Como un carné o cédula, la etiqueta tiene dos caras. Las personas de bajo autoestima o con inseguridades se auto etiquetan creyendo que así podrán pertenecer a un grupo. Buscar ser parte de una asociación o un determinado sector de la sociedad es un pase fácil a encontrar una identidad, pero no para encontrarse a sí misma. Aun así, ¿cómo se puede saber lo que somos si desde la infancia recibimos constantes bombardeos sobre normas, etiquetas y estereotipos? Por otro lado, se encasilla fácilmente a las personas que no queremos en nuestra vida, pero ¿y si nos equivocamos? ¿Cuáles son los rasgos primarios que nos conducen a etiquetar a alguien?


Lo que vemos es lo que somos


Un contribuyente activo de la sociedad son los medios de comunicación y programas de entretenimiento. Nos brindan información diaria y también, en parte, nos enseñan cómo debemos reaccionar ante sucesos particulares y comportarnos según los modelos y arquetipos que nos muestran. Ahora bien, según Carl Jung, el arquetipo es una idea compartida de un elemento, emoción o conducta y enlista varios ejemplos de los cuales tomamos prestado características que influyen en nuestra personalidad, pero que, en efecto, no la construyen. ¿Qué es eso que construye cómo somos? Muchas expertas afirman que el ser humano nace “en blanco” y que todas las experiencias de vida más las enseñanzas forman al sujeto en cuestión, mientras que otras declaran que no nacemos vacías, sino que la epigenética establece cómo seremos ante determinados estímulos; es decir, tenemos una base prestablecida que funciona como soporte de los próximos rasgos que vayamos a adoptar a lo largo de nuestra vida, y una de las características que predominará a la hora de formar nuestra personalidad es la etiqueta social la cual ayuda a crear estereotipos y a sostenerlos.

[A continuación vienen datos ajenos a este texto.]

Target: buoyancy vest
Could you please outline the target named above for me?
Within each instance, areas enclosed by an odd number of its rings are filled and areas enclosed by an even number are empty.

Los programas de televisión retroalimentan la idea de los arquetipos y etiqueta social. Un claro ejemplo hasta el día de hoy son Los Simpsons, cuyo objetivo claro es burlarse de todos los estereotipos, políticas, religiones, entre otras; todo lo que podríamos considerar seriamente, el programa lo satiriza. Por otro lado, la comunicación masiva tiene un “espejo” muy peculiar; es decir, con una fina sensibilidad a las situaciones de importancia, registra y construye la actualidad.


Los conceptos engloban significancias que acarrean tanto definición enciclopédica – información de manual – como también emociones. Existen con el propósito de facilitar la comprensión de todo lo que nos rodea, pero también acaba con toda posibilidad de “pensar fuera de la caja”. En los Simpsons, cada personaje representa una idea, un estereotipo el cual al final de cada episodio jamás muestra una evolución. Lo que se puede ver con claridad es que satirizar la realidad es aceptarla y entender que podría ser diferente, aunque ¿es eso lo que realmente provoca? Muchas veces se termina imitando tal cual son los arquetipos reproducidos en televisión sin considerar que son sólo personajes ficticios hiperbolizados.